Er, der Bedingungssatz, setzt ein Faktum voraus, um im Nachsatz daraus Schlüsse abzuleiten, zumeist in Wenn-dann-Form: “Wenn ein Verbrecher derart erfolgreich aus dem Hochsicherheitstrakt flieht, dann dürfen wir ihn wohl kaum als doof bezeichnen.” Mit Hilfe einer Folgerung führt diese Satzfigur gewissermaßen einen Indizienbeweis, ohne dass der IQ des Flüchtlings jemals real vermessen wurde. Hingegen: “Wenn ein Volk eine Bundeskanzlerin wie Angela Merkel hat, dann …” – ja, was dann? Hier kämen die Parteipräferenzen des Verfassers ins Spiel.

Manchmal ersetzt auch ein ‘falls’ das ‘wenn’, damit robbt sich der Text noch näher an das Unwahrscheinliche oder den ‘Irrealis’ heran: “Falls Philipp Rösler im Sommer 2013 noch FDP-Vorsitzender sein sollte …“. Der Konditionalsatz funktioniert aber auch ganz ohne logische Operatoren, ohne ‘wenn’, ‘dann’ oder ‘falls’, er verschleiert dann seine Intention und verstärkt den Anschein von Plausibilität, obwohl schon der Vorsatz oft nicht stimmt: “Sollte Griechenland aus dem Euro austreten, wäre es zunächst …“.  In diesem klassischen Fall stehen wir vor dem Gaga unserer Kolumnisten und ‘Öchsperten’ für wirtschaftspolitisches Geschnatter und Konditionalsatz-Geschwalle, denn weder wird Griechenland austreten, jedenfalls solange die Politiker dort bei klarem Verstand sind, noch kann das Land ausgetreten werden.
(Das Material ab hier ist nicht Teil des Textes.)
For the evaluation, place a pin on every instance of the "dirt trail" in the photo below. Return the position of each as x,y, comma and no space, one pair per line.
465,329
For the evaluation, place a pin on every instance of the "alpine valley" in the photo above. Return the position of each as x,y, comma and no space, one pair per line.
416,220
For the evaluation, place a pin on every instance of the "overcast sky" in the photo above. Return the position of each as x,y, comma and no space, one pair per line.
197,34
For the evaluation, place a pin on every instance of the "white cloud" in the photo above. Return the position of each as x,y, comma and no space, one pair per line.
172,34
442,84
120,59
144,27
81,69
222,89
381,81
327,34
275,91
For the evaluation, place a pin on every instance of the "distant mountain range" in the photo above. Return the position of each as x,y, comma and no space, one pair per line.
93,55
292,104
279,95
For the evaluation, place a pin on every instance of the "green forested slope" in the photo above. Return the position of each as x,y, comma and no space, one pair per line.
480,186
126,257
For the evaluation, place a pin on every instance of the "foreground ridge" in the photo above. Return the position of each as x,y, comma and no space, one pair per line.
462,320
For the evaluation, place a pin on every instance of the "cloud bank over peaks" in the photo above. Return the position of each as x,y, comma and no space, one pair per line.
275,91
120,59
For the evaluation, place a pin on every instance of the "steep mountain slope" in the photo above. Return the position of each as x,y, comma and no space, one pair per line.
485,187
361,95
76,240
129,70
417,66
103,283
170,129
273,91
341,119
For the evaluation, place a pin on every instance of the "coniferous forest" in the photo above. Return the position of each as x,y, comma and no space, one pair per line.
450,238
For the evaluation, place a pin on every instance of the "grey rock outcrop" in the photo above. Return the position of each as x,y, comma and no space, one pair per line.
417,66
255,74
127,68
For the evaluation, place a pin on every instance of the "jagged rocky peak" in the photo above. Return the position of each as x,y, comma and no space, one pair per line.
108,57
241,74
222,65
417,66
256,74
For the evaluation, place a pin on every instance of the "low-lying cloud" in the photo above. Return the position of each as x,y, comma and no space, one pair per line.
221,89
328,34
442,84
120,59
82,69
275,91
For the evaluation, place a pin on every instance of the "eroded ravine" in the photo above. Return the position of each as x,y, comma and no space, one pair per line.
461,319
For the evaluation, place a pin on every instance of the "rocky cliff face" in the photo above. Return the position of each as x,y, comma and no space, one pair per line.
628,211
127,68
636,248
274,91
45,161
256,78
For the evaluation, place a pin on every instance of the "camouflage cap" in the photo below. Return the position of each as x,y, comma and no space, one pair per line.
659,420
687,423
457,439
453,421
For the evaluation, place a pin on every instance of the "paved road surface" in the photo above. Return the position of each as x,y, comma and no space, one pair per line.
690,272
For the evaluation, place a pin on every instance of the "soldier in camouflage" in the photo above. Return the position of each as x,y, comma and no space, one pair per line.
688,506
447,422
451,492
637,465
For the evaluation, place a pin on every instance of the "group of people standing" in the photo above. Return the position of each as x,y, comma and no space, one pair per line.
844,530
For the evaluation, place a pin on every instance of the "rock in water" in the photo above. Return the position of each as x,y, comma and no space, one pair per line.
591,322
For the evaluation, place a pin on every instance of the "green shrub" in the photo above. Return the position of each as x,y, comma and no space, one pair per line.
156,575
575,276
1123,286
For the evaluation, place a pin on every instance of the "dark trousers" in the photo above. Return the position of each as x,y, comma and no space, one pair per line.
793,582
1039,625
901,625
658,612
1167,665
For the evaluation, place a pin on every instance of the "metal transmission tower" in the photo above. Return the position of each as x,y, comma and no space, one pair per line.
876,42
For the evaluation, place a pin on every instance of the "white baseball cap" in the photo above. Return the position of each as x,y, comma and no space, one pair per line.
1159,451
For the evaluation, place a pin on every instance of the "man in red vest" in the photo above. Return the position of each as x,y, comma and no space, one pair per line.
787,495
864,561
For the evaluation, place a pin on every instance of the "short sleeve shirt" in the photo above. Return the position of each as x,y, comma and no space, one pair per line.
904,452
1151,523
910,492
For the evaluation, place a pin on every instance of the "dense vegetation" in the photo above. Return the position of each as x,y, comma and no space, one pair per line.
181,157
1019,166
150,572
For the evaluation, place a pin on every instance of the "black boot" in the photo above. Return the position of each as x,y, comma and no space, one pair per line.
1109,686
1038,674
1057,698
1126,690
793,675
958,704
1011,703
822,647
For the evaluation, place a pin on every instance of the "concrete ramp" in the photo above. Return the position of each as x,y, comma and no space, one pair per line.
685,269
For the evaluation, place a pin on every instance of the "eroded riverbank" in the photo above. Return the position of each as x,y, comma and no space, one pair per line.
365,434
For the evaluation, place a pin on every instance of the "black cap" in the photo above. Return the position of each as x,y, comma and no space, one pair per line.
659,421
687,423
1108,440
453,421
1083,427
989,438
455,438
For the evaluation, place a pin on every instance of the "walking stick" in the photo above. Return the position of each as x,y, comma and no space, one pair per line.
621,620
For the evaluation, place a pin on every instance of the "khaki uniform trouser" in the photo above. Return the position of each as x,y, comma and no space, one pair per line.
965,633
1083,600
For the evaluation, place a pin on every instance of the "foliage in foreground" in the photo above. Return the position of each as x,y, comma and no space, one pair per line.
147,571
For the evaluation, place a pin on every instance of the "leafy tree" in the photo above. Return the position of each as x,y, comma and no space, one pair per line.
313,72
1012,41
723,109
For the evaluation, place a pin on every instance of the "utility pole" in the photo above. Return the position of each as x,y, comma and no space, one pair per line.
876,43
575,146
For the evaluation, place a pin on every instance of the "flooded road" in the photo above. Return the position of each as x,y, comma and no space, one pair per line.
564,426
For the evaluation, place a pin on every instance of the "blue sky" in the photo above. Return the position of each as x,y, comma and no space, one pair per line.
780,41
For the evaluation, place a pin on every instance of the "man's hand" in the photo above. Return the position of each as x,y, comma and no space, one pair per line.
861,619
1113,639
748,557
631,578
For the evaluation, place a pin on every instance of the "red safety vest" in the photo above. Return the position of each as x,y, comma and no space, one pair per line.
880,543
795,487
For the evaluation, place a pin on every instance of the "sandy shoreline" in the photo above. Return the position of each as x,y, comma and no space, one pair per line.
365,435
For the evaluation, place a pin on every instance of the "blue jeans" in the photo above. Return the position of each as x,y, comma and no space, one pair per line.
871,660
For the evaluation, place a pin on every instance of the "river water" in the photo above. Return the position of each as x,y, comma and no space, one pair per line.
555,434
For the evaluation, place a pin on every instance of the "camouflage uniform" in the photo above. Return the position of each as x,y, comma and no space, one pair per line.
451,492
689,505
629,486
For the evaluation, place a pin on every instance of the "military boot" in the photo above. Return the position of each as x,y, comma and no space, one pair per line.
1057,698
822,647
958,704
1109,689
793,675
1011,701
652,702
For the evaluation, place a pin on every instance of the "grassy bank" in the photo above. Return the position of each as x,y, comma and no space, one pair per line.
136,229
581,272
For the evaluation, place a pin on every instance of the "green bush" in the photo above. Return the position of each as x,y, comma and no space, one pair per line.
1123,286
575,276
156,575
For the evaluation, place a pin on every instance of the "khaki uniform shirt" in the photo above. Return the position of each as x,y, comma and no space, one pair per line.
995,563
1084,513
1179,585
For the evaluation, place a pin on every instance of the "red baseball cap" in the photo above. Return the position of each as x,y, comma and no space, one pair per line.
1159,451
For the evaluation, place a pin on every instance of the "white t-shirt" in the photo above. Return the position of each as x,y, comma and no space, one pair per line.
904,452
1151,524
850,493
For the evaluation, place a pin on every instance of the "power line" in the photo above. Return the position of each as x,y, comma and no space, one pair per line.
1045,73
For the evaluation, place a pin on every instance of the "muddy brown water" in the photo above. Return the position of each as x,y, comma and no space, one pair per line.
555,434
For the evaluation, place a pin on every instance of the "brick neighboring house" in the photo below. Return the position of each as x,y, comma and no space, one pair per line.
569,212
Darin liegt ja gerade das Dilemma.

In jedem Fall aber führt vom Konditionalsatz ein breiter Trampelpfad direktemang in die Utopie:

“Wenn ein karrierewilliger, junger Mensch, der seine fünf Sinne beisammen hat, auf keinen Fall Banker werden will, dann haben wir die Finanzkrise überwunden.”